Comme tout acteur de l’écosystème innovant, je me suis rendue à la 4ème édition de VivaTech. Vu le nombre d’exposants annoncé, j’ai organisé ma visite en amont en recherchant en priorité les start-up qui se prévalaient de technologies brevetées et mettaient en avant cet état de fait. Chaque start-up exposante avait un défi sur ce salon : renseigner 3 lignes de présentation qui seraient affichées en ligne et sur leur signalétique. Je me suis donc basée sur ces présentations en ligne pour sélectionner les start-up que j’aimerais visiter.

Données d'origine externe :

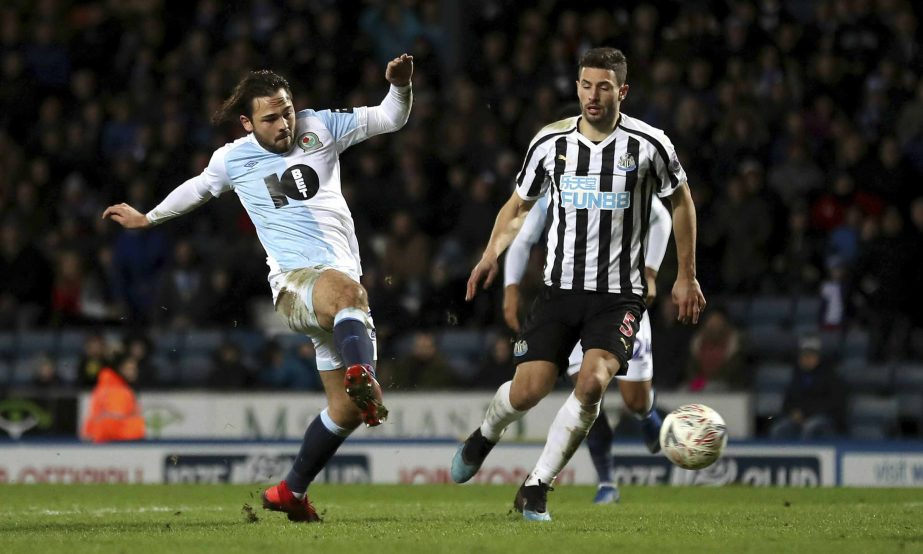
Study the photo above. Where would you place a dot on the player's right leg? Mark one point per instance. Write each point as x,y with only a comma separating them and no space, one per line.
547,338
331,305
598,441
532,382
322,439
347,406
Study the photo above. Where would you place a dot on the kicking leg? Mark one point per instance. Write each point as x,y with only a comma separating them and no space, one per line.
639,400
321,440
341,306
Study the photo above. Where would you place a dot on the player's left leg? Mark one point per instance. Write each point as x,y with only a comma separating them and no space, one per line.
607,333
568,429
635,386
638,397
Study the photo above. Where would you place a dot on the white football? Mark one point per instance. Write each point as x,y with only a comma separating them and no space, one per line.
693,436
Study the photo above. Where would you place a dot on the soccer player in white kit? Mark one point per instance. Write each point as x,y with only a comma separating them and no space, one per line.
635,385
286,172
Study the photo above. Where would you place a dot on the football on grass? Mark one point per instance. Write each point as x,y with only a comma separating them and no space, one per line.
693,436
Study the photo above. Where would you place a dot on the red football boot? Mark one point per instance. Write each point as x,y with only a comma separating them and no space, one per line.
365,392
280,499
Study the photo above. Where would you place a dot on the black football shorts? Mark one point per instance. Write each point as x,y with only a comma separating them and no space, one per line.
559,318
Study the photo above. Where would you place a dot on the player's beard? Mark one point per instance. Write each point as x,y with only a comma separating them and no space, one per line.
604,118
281,145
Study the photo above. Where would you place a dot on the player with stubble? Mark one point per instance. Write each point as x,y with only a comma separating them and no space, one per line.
286,172
600,169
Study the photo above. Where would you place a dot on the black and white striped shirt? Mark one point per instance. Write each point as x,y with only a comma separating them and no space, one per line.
600,201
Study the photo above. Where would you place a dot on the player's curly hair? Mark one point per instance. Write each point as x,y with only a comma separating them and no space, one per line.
256,84
606,58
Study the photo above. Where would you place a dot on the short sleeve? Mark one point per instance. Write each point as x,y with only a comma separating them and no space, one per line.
533,179
346,125
216,174
670,173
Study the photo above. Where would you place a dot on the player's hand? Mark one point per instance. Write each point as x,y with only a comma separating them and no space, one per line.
511,306
486,271
651,277
689,299
400,70
126,216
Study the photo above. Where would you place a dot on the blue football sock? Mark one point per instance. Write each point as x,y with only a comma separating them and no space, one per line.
321,441
351,337
599,441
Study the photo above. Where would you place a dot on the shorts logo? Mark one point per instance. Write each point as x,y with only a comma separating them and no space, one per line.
626,345
674,163
625,328
520,348
627,163
309,141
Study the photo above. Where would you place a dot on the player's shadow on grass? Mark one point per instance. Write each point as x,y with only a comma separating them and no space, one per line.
119,526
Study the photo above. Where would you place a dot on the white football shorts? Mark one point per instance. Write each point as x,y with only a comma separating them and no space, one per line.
300,316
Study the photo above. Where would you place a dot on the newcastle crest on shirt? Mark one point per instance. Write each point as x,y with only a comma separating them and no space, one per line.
309,141
627,163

De façon surprenante, l’argument « brevet » n’apparaissait que pour 24 start-up sur tout le salon qui en annonçait 9000 présentes, même si celles qui tenaient effectivement un stand devaient être 10 fois moindre. Donc dans le meilleur des cas, moins de 3% des start-up exposantes mettaient en avant l’argument « brevet » sur leur brève présentation, et au pire des cas moins de 0,3%. Cet état de fait s’explique de plusieurs façons.

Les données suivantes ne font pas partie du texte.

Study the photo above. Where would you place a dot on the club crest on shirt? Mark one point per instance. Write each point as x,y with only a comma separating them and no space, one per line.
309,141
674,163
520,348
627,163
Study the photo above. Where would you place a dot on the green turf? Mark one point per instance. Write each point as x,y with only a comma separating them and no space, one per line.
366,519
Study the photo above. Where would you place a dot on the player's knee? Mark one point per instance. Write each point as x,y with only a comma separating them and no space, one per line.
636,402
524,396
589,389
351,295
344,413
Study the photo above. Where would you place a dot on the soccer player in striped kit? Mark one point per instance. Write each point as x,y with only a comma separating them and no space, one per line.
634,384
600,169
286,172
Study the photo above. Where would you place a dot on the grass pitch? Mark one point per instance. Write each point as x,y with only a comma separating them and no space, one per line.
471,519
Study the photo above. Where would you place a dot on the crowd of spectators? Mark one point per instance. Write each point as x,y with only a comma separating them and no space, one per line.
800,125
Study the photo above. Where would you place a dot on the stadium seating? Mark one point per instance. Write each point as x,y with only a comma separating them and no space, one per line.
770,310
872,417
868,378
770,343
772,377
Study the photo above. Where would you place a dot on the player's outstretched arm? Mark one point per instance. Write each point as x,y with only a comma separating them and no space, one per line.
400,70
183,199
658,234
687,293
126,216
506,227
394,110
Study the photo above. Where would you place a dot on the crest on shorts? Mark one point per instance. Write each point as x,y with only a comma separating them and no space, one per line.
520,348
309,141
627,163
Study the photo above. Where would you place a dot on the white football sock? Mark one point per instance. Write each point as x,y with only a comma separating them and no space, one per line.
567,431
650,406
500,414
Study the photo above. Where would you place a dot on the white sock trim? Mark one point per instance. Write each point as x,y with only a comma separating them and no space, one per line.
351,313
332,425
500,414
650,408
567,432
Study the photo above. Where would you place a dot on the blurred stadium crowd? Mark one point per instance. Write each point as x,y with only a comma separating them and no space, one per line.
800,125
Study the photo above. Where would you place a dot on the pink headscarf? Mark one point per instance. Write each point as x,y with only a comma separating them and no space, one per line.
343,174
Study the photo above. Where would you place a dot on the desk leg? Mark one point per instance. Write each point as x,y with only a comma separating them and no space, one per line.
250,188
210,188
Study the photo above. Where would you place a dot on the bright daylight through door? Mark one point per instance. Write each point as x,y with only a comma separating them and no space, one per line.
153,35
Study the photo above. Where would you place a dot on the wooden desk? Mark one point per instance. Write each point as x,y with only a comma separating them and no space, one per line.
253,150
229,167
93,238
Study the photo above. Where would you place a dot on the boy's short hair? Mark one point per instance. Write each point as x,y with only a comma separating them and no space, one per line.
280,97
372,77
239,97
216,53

De fait, de nombreuses start-up exposantes exploitaient des technologies brevetées, sans qu’elles n’aient jugé opportun de le préciser sur leur présentation, par simple omission, ou n’y voyant pas un argument suffisamment fort pour que ce mot « patent » ou « patented » (présentation en anglais oblige) ne vaille la peine de prendre la place d’un autre, comme ce fut le cas par exemple pour la start-up Ellcie Healthy. De même, d’autres start-up n’ont tout simplement pas un service ou un produit qui se prête aisément à l’exercice du dépôt de brevet, s’agissant de solutions logicielles, de produits ou services où l’innovation porte davantage sur une nouvelle valeur d’usage ou encore sur un modèle d’affaires particulier. C’était notamment le cas de la société Altermaker, qui propose une solution logicielle innovante d’aide à l’écoconception, mais qui n’est pas éligible à un dépôt de brevet.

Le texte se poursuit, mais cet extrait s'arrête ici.